Name: Meredith Chaiken
Innovation: Building understanding through intergenerational conversations
Age: 39
Home: Charles Village
Occupation: Market research and consulting
Hobbies: Hiking, camping, going to festivals

Cops and kids, talking it out

Building understanding through intergenerational conversations

By Michael Cross-Barnet

Photography by Megan Kelly

International diplomats, family therapists and gang mediators all know that the first step in resolving conflicts is getting people into the same room, talking to each other. That led Meredith Chaiken to wonder what might happen if young people in Baltimore had a chance to sit down, face to face, and ask questions of some of the people they often have the most trouble with — people like judges, elected officials, and especially, police officers.

 

At a time of rising anger over police brutality and heightened tensions between youths and adult authorities, could conversations between such very different populations lead to greater peace and understanding on Baltimore’s streets? Chaiken thinks it’s worth finding out.
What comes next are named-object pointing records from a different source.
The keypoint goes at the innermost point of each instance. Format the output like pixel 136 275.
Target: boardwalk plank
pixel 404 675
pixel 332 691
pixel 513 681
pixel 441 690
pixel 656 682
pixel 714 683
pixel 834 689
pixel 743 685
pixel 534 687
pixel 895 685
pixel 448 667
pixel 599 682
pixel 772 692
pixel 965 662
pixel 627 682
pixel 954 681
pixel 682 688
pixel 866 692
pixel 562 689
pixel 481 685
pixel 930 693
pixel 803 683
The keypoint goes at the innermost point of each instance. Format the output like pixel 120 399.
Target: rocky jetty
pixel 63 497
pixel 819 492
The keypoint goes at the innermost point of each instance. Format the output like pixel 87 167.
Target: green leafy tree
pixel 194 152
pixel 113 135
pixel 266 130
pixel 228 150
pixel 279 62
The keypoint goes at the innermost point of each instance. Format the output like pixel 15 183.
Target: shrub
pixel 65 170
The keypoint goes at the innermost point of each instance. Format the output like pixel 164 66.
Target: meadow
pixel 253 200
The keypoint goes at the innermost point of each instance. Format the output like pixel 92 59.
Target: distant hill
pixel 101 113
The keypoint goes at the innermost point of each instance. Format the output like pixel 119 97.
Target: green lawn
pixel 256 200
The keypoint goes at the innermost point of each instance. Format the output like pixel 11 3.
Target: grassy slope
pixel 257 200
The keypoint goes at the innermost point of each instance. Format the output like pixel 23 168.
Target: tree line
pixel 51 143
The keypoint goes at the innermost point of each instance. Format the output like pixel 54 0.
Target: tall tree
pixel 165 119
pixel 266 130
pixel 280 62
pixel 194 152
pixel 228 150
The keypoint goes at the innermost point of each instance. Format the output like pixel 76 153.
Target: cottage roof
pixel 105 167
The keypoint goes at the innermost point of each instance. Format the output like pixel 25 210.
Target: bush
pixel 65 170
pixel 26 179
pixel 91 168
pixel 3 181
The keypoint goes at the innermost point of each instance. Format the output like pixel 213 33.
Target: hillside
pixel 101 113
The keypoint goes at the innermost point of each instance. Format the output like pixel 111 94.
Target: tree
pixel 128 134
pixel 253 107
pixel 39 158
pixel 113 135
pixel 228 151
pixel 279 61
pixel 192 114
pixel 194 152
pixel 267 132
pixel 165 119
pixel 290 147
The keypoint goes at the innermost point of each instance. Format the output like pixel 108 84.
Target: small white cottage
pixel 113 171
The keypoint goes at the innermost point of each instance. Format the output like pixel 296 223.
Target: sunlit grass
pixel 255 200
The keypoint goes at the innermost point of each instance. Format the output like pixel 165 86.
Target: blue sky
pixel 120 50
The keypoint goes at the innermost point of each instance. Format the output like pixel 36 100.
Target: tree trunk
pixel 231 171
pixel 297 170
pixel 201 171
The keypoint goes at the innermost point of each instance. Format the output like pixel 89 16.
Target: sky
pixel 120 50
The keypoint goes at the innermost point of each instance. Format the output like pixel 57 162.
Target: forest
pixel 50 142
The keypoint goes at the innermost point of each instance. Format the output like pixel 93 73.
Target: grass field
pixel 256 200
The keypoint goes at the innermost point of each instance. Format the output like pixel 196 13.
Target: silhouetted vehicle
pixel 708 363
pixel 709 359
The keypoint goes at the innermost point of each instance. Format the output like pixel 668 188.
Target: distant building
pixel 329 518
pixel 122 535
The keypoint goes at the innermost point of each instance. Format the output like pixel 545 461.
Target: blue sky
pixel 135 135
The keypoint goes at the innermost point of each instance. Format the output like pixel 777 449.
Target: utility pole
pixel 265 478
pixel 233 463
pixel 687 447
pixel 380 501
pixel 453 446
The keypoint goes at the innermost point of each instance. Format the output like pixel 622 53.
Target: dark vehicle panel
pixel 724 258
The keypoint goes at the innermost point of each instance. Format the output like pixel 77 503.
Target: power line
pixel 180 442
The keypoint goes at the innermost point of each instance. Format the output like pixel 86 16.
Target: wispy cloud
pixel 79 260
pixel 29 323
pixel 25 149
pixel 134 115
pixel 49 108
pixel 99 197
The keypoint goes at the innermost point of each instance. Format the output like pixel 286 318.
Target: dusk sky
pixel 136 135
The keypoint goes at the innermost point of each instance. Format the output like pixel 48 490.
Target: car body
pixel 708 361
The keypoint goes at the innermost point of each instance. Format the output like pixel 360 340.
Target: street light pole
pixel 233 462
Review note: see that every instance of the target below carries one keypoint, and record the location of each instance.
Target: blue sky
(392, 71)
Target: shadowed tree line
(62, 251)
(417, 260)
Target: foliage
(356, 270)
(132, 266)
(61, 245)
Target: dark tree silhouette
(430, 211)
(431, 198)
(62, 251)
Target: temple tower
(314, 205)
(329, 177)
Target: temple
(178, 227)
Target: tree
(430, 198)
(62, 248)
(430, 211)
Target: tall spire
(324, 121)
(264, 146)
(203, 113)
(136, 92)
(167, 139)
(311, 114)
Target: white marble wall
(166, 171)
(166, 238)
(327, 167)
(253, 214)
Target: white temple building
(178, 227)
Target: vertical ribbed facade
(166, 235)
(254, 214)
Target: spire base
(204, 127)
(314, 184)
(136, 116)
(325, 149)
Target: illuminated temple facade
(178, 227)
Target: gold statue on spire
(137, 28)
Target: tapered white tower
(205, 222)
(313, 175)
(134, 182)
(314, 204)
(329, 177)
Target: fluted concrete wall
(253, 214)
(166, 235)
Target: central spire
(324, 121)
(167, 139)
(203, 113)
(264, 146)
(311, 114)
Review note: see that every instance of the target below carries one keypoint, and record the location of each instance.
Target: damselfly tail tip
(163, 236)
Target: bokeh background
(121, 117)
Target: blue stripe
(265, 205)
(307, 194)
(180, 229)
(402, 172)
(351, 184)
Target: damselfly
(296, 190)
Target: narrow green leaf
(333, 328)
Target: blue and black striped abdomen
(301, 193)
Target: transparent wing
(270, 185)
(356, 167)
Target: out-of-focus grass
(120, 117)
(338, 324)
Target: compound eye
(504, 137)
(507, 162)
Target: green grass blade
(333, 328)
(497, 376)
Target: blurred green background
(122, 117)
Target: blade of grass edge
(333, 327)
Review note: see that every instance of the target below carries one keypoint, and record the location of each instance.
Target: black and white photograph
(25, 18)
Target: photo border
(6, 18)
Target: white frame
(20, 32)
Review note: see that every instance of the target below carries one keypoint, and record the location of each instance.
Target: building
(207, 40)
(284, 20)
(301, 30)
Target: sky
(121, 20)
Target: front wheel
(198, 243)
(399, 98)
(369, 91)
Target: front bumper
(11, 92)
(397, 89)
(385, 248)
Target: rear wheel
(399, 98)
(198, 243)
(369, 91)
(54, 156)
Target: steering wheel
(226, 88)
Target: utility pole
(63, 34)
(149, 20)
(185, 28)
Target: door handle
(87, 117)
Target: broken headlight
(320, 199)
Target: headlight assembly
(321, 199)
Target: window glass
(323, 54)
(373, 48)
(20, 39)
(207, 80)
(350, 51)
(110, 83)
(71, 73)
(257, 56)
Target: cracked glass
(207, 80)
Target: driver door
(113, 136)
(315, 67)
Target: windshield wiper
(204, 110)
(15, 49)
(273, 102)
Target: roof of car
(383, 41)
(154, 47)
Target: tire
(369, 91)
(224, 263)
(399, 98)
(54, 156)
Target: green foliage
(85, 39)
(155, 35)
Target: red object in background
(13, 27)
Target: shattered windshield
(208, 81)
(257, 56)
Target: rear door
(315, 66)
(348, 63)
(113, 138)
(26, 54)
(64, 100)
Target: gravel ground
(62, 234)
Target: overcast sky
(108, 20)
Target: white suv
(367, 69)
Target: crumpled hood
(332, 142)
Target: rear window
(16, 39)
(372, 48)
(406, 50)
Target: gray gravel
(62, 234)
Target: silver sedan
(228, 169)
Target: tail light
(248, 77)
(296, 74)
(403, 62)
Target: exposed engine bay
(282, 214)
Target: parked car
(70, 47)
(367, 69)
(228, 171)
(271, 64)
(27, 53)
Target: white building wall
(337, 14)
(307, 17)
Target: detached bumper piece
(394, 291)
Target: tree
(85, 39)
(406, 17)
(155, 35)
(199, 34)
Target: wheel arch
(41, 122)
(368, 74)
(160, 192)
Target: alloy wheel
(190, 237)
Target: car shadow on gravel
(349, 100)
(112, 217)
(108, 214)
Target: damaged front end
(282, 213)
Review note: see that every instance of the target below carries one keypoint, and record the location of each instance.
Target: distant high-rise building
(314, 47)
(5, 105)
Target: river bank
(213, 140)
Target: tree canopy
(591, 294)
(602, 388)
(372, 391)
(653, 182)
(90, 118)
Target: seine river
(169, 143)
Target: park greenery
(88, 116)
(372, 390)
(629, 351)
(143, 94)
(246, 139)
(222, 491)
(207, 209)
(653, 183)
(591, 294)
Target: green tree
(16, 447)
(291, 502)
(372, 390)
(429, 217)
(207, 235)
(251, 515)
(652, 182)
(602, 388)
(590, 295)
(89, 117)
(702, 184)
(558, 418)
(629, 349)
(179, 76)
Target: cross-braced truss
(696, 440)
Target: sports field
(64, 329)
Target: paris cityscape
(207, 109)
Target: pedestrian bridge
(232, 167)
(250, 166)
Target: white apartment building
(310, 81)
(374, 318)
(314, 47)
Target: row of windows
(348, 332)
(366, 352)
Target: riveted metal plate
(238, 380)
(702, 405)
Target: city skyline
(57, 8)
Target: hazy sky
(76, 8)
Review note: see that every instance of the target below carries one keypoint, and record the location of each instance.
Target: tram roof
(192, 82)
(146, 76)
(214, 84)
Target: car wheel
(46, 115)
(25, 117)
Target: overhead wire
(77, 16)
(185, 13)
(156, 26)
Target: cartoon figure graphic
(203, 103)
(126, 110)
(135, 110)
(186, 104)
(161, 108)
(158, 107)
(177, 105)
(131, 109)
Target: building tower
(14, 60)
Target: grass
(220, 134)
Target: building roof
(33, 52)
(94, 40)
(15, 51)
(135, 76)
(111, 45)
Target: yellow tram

I don’t think there are good cops and bad cops, good kids and bad kids. Everyone has all of that.

“It’s an exercise in developing empathy,” explains Chaiken, 39, a Charles Village resident, who developed her idea in response to the protests and unrest in April. “This is really about reaching audiences that would normally not interact with each other in a positive way, to create an emotional bridge rather than an automatic reaction.”

 

In her current job doing market research and consulting for educational institutions, as well as in her previous work in polling and politics, Chaiken has seen that asking people direct questions about their lives — engaging them directly and personally — can be a powerful tool.

 

One of the inspirations for Chaiken’s proposal is the popular “StoryCorps” series on National Public Radio. The critical difference is that where “StoryCorps” usually brings together people who already share a deep connection, Chaiken wants to try something similar with people who are typically perceived as antagonists.

 

The conversations would be recorded in a setting that was not “home turf” to any of the parties involved and made available to the public by radio and online, and would also be preserved in an archive where it could be used by educators, historians and researchers. Such an exercise, Chaiken believes, could be useful as “part of the experience of getting through the riots and moving Baltimore, hopefully, in a positive direction.”

Chaiken’s big goal with the conversations is to “change the dynamic” by getting people to begin to see each other as complex and relatable individuals, rather than as members of enemy groups. For example, a teenager who usually regards the police with hostility and suspicion might feel differently given the chance to meet an officer, get to know that person as an individual, and learn what the world looks like from the cop’s perspective. And the questioning would go both ways.

 

“I don’t think there are good cops and bad cops, good kids and bad kids. Everyone has all of that,” Chaiken says. “One of my hopes is that this will introduce complexity to how we see everyone in system.”